为实现上述目的,本发明提出一种层状结构纤维增强碳化硼复合材料的制备方法,包括以下步骤:
S1:选取分散剂,利用所述分散剂分散短切纤维形成分散液A;采用所述分散剂分散含碳化硼陶瓷粉和石墨粉的混合粉体形成分散液B;将所述分散液A和分散液B混合,搅拌均匀后浇注到底面平整容器上震动铺展后干燥,获得短纤维碳化硼陶瓷片;
S2:称取石墨粉、碳化硼粉以及所述分散剂混合搅拌均匀得到泥浆;将所述泥浆涂刷或浸渍到长纤维布上,干燥,获得长纤维碳化硼陶瓷片;
S3:将所述短纤维碳化硼陶瓷片和长纤维碳化硼陶瓷片交替叠层;所述短纤维碳化硼陶瓷片和长纤维碳化硼陶瓷片层数比为0.2~5;
S4:对叠层后的陶瓷片组合体真空浸渍树脂溶液后模压,得到复合材料素坯;
S5:对所述复合材料素坯碳化后进行液相硅渗透反应烧结,得到层状结构纤维增强碳化硼复合材料。

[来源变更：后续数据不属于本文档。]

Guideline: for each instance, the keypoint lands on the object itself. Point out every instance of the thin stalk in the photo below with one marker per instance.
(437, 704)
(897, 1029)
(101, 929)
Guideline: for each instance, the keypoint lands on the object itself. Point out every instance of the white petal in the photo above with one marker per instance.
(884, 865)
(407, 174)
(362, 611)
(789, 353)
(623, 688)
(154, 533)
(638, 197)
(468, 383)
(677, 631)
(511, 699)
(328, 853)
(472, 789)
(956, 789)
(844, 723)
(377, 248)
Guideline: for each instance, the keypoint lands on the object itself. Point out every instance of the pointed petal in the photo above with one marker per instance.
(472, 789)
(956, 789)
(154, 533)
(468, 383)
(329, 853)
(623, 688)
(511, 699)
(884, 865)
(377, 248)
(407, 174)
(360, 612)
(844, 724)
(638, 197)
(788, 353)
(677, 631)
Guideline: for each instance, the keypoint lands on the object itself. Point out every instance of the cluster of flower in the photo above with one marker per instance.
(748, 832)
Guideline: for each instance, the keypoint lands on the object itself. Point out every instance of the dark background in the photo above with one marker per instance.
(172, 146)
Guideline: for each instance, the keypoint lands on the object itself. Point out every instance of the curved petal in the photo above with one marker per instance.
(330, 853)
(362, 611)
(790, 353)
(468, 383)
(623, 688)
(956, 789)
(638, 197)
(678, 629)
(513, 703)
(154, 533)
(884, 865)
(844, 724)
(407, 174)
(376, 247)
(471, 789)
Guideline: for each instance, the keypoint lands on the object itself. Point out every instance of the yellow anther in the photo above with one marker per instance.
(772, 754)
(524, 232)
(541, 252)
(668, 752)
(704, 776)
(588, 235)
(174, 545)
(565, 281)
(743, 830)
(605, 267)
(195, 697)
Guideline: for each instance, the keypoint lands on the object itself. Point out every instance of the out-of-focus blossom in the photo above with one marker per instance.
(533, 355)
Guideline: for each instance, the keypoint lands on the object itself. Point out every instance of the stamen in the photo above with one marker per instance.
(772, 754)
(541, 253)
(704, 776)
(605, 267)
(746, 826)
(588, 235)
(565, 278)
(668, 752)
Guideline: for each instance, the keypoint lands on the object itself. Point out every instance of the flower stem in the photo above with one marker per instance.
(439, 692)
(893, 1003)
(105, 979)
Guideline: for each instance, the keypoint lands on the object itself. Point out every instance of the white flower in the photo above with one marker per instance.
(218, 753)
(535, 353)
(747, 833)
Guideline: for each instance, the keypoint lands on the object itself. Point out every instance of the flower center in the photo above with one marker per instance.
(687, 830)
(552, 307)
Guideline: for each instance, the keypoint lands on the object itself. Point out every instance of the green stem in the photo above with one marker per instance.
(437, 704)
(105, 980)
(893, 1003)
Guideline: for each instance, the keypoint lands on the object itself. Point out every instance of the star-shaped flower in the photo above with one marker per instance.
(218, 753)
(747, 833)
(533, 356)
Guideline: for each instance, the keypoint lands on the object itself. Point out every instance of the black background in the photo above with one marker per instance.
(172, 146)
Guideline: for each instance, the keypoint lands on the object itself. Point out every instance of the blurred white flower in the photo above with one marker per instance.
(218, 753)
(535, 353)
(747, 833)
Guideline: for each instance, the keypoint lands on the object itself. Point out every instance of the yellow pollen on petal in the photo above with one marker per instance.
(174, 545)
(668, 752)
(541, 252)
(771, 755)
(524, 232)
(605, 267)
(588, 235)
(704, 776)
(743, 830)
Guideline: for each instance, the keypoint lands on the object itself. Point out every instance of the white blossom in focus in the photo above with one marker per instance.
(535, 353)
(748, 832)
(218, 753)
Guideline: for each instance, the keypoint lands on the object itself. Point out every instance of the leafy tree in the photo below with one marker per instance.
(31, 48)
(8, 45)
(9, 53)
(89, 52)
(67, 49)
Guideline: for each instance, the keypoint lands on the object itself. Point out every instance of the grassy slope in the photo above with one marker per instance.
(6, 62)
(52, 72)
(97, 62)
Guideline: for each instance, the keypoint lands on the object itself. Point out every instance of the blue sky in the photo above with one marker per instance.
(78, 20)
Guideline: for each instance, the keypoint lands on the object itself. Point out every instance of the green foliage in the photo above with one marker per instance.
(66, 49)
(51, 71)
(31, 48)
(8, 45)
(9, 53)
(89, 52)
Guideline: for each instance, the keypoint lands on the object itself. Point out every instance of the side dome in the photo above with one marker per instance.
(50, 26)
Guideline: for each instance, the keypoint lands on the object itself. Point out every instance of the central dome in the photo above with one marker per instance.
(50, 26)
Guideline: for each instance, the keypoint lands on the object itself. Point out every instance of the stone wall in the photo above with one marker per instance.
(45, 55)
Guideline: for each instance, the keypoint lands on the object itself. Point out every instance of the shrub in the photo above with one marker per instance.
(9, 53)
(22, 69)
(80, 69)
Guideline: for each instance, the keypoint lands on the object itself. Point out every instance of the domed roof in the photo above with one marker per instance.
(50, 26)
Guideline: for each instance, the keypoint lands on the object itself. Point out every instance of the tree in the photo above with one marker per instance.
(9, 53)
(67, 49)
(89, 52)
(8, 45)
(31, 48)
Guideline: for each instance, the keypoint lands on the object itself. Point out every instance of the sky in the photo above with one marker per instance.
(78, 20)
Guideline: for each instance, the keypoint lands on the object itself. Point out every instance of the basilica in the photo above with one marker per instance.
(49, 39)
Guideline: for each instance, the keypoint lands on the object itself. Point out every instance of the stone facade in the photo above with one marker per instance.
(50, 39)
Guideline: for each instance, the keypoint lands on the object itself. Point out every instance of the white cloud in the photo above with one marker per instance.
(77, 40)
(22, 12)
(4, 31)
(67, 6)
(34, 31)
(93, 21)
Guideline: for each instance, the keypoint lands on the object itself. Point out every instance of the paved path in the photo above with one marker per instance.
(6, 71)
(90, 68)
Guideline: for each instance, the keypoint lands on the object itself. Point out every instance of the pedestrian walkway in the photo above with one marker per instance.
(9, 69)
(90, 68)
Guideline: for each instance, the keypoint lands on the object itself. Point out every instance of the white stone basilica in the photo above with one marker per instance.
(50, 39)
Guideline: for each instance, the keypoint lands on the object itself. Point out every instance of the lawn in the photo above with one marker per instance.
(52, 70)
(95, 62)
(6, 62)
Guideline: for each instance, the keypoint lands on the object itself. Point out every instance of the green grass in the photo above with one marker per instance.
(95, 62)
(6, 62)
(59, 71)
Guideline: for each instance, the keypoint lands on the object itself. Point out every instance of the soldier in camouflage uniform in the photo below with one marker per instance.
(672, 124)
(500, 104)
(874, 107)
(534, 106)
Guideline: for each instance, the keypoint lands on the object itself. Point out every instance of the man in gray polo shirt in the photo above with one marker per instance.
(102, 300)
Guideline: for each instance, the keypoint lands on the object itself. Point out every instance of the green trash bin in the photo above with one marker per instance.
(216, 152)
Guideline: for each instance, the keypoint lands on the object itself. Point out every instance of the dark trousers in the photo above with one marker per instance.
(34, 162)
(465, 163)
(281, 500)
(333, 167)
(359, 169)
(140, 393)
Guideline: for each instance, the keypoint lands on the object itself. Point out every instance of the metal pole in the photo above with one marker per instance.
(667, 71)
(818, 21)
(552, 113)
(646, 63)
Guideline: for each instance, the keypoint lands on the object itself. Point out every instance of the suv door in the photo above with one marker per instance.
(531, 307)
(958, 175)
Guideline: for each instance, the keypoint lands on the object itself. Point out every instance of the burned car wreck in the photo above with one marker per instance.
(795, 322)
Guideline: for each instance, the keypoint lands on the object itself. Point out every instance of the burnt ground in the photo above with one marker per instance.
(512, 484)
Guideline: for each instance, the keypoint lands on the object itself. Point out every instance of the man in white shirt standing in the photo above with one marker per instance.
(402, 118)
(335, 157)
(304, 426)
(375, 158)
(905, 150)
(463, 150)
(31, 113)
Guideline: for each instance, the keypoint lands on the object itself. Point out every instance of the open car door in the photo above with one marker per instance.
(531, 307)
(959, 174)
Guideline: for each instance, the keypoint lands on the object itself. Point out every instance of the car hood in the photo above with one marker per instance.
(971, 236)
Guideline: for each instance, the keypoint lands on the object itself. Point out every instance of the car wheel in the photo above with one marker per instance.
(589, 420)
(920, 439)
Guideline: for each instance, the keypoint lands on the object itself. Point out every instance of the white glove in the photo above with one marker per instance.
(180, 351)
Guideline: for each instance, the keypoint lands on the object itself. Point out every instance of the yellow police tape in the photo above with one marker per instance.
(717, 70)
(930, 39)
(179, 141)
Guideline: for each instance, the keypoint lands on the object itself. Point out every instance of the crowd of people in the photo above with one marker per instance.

本发明的碳化硼复合材料为层状结构,包括若干层短纤维碳化硼陶瓷片和若干层长纤维碳化硼陶瓷片;所述短纤维碳化硼陶瓷片和长纤维碳化硼陶瓷片交替叠层;所述短纤维碳化硼陶瓷片和长纤维碳化硼陶瓷片层数比为0.2~5。
优选地,在步骤S1中,所述短切纤维为碳纤维、碳化硅纤维和氧化铝纤维中的一种;所述短切纤维长度为1~6mm。
优选地,在步骤S1中,所述短切纤维、碳化硼陶瓷粉、石墨粉以及分散剂的质量比为(0.5~2):(3~10):(0~1):100。分散剂高温碳化后形成的碳和添加的石墨粉均可以作为后续烧结工艺的碳源,当分散剂在材料体系中含量较高,碳化后的碳能够满足反应烧结工艺所需的碳源时,则系统中不需要另外加入石墨粉;当分散剂在材料体系中含量较低,碳化后的碳不能够满足反应烧结工艺所需的碳源时,则需要像分散体系中另外加入石墨粉作为补充碳源补充。
优选地,在步骤S2中,所述长纤维布中纤维为碳纤维、碳化硅纤维和氧化铝纤维中的一种;所述长纤维布为平纹布、缎纹布和斜纹布的一种。
优选地,在步骤S2中,所述石墨粉、碳化硼粉以及分散剂的质量比为(1-2):(10-20):100。
优选地,在步骤S1和S2中,所述分散剂为质量百分比0.5-2%的聚丙烯酰胺或质量百分比0.5-2%的羟甲基纤维素钠的水溶液。
优选地,在步骤S4中,所述树脂溶液为酚醛树脂溶液、环氧树脂溶液、聚碳硅烷溶液和硅基树脂溶液中的一种;所述树脂溶液中树脂的质量比为20-50%。
优选地,在步骤S4中,所述模压温度100~200℃,模压压力5~30MPa,保温保压时间0.5~2小时。
优选地,在步骤S5中,所述碳化温度为800-1000℃,保温0.5-1小时,液相硅渗透反应烧结的温度1450~1600℃,真空度1~100Pa,保温时间0.5~3小时。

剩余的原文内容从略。